# Dewalt DWS 708 versus Dewalt DWS 780...which one is better?



## Too_Many_Tools (Aug 15, 2014)

I have a NOS Dewalt DWS 708 saw and now have the opportunity to buy a new Dewalt DWS 780 saw.

Which is the better saw?

Thanks for your comments.


----------



## Too_Many_Tools (Aug 15, 2014)

LOL..not even ONE reply.

Am I the only one who owns a Dewalt CSMS? ;<)

So again…which one is better?
Thanks


----------



## PLK (Feb 11, 2014)

chances are no one has owned both, I would rephrase your question.

Paul


----------



## MikesProjects (Mar 11, 2013)

i would upgrade , the708 is way older. I have lots of dewalt chop saws set up with different blades to accomplish different tasks.


----------



## Too_Many_Tools (Aug 15, 2014)

Thanks for the responses.

It is hard to rephase since I am trying to compare those two models.

Haven't there been three models in all?

Anyone else?


----------



## Too_Many_Tools (Aug 15, 2014)

Is there any other woodworking site I could post this question on that would be more productive with responses?

I really do need an answer on this.

Thanks


----------



## Too_Many_Tools (Aug 15, 2014)

Is there any other woodworking site I could post this question on that would be more productive with responses?

I really do need an answer on this.

Thanks


----------



## TheFridge (May 1, 2014)

All else fails. Buy new.


----------



## Too_Many_Tools (Aug 15, 2014)

FWIW..just found this discussion on another site.

http://www.garagejournal.com/forum/showthread.php?t=275522


----------



## AlaskaGuy (Jan 29, 2012)

https://www.youtube.com/results?search_query=DWS+780+saw

Spend some of your time with Google.


----------



## Too_Many_Tools (Aug 15, 2014)

Thanks for the replies.

I have spent hours on Google reading articles..but no one compares the two models mentioned.


----------



## JM13644 (Jan 6, 2015)

I have the 780 and I enjoy using the saw, I use it to cut longer boards, I crosscut all shorter stuff on the 66, The 780 with a good blade will give you quick nice accurate cuts, I absolutely love the led light that shows the cut line, wonderful idea I think!
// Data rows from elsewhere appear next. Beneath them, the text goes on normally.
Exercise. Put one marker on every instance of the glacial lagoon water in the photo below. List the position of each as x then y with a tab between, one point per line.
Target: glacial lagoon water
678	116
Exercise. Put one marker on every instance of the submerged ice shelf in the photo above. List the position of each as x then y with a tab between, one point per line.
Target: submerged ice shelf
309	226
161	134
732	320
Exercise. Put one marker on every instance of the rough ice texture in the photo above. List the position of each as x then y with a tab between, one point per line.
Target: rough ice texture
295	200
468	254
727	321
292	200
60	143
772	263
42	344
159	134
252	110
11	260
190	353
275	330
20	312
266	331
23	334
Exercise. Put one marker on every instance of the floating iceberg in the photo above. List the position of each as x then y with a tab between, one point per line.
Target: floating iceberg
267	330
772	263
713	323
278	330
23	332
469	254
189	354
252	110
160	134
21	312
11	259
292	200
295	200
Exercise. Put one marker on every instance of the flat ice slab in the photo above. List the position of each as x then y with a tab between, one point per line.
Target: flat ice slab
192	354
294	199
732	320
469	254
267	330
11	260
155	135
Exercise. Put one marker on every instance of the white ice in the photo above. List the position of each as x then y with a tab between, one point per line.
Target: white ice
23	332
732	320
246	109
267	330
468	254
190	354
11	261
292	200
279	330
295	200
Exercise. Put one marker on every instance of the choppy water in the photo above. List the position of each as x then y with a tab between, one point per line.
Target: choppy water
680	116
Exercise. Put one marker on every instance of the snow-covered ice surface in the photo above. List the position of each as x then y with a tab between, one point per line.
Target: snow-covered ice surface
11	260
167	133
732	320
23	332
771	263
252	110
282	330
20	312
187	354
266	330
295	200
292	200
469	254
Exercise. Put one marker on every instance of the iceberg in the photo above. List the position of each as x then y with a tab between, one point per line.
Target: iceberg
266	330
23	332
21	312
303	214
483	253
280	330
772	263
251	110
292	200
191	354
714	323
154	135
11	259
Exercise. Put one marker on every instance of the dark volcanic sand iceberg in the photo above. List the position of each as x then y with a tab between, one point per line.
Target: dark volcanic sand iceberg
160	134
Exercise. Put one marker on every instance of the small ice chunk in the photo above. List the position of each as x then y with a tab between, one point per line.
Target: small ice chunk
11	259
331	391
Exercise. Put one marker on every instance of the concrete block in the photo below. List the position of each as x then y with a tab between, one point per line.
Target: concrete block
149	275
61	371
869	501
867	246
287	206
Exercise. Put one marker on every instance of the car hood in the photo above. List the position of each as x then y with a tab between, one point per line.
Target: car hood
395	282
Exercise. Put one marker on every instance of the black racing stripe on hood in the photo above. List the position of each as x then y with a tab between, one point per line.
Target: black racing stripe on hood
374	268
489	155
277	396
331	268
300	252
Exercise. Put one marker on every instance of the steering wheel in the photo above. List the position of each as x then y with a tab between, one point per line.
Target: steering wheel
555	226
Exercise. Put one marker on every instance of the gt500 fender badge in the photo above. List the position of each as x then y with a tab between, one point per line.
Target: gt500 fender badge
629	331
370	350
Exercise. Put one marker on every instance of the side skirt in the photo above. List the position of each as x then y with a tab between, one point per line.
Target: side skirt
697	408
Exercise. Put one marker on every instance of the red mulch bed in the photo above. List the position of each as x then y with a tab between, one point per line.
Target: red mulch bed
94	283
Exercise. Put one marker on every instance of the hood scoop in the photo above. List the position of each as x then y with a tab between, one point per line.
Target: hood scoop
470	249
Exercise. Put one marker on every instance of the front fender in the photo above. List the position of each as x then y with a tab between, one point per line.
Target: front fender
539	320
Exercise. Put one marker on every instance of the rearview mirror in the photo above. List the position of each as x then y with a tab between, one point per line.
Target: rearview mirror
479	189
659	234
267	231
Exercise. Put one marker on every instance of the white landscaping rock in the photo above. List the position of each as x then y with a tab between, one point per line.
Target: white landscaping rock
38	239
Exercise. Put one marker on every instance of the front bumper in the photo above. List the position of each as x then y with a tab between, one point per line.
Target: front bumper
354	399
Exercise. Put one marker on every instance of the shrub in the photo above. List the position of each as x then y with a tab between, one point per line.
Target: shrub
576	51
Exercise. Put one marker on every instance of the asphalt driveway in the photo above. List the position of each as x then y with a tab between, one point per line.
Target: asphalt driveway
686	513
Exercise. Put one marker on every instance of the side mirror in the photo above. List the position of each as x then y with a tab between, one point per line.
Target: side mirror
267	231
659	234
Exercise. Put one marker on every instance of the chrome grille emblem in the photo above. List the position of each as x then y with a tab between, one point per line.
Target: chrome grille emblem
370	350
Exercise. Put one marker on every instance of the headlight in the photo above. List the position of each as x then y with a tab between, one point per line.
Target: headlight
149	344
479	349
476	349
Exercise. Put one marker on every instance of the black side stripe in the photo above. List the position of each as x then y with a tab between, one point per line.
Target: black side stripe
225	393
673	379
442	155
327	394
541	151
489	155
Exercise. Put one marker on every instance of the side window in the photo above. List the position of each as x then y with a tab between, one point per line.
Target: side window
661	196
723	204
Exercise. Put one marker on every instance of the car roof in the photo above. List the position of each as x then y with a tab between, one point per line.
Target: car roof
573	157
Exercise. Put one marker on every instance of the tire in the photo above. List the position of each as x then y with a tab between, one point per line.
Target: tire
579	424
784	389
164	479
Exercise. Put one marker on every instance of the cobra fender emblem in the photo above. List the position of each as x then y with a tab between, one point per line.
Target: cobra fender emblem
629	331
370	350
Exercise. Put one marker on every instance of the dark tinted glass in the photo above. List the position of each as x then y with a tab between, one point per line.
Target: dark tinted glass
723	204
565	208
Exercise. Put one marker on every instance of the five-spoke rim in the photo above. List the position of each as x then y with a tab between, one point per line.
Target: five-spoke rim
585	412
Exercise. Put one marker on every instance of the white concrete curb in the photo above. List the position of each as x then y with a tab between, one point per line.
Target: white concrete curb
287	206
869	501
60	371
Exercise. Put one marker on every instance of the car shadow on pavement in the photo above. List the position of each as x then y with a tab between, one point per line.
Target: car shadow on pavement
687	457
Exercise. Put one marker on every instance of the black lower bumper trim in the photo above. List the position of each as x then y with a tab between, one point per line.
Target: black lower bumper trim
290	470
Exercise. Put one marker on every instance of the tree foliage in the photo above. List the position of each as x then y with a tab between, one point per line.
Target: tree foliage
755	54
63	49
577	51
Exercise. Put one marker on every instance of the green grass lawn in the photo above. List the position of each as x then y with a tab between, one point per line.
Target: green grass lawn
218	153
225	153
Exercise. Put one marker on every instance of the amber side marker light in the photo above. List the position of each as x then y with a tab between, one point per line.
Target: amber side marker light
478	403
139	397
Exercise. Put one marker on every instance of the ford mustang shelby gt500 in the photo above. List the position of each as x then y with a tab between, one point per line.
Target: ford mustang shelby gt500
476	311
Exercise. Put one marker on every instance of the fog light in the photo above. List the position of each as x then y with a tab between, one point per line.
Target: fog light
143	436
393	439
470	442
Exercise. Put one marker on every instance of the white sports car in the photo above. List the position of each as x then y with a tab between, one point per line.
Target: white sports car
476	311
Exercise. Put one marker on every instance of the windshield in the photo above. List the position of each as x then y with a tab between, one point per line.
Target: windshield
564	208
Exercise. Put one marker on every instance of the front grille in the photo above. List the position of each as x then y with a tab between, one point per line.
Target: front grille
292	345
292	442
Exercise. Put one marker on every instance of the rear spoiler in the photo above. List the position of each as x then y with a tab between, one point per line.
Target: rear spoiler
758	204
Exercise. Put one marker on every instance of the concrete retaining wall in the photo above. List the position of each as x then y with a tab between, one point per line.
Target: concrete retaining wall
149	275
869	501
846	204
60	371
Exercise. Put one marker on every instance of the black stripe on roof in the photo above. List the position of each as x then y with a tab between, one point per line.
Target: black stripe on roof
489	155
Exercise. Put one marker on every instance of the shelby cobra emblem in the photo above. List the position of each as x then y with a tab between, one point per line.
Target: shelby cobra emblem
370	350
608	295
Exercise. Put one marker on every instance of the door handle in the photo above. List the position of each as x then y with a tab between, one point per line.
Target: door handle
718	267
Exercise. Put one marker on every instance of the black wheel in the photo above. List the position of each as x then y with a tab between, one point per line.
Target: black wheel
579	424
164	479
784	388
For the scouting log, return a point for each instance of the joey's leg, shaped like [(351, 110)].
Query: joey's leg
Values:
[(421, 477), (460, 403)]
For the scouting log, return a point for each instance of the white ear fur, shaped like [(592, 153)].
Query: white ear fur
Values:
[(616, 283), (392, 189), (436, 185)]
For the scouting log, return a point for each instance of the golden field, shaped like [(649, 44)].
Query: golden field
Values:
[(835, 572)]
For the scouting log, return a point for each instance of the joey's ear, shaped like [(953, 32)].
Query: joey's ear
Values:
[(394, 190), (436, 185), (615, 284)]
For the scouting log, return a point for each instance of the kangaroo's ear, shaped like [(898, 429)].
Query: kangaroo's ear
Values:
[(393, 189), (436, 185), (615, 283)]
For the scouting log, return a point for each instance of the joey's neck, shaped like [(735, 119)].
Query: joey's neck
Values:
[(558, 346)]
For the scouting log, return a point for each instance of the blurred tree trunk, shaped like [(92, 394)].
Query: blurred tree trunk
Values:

Last time I went to cut 45 degree angles I had some trouble fitting the joints but Then I remembered I never set the saw up properly after unboxing,


----------



## redSLED (Mar 21, 2013)

Okay, I'll jump in.

Assuming both saws are in the same condition, calibrated and work perfectly, the differences are:

- the 708 spins 300 rpm more than the 780
- the 708 is supposedly 1 lb. heavier than the 780
- the 780 was designed to have much better dust collection ability - this is very difficult to prove however
- the 780 gets criticized on many forums for having rough/too-much-resistance slide bearings, and there is no good fix for this either. Apparently DeWalt still hasn't fixed this on their latest selling 780's. I haven't read that this was an issue with the 708.
- the 780 gets the highly-acclaimed LED XPS cross cut positioning system - most owner reviews highlight this as a major usability feature
- your resale price of the 708 will be less than the 780
- you can buy the 780 with a new smell and warranty, the 708 you cannot

Aside: The 780 would be my personal 1st choice for a new CSMS purchase - if Bosch hadn't come up with their GCM12SD 'axial-glide' miter saw (the one I still want).


----------



## Too_Many_Tools (Aug 15, 2014)

Thanks for the great reply..like I said I looked long for some info and found little.

FWIW…here some info for those who would like the new light…

http://www.garagejournal.com/forum/showthread.php?t=277228&page=5


----------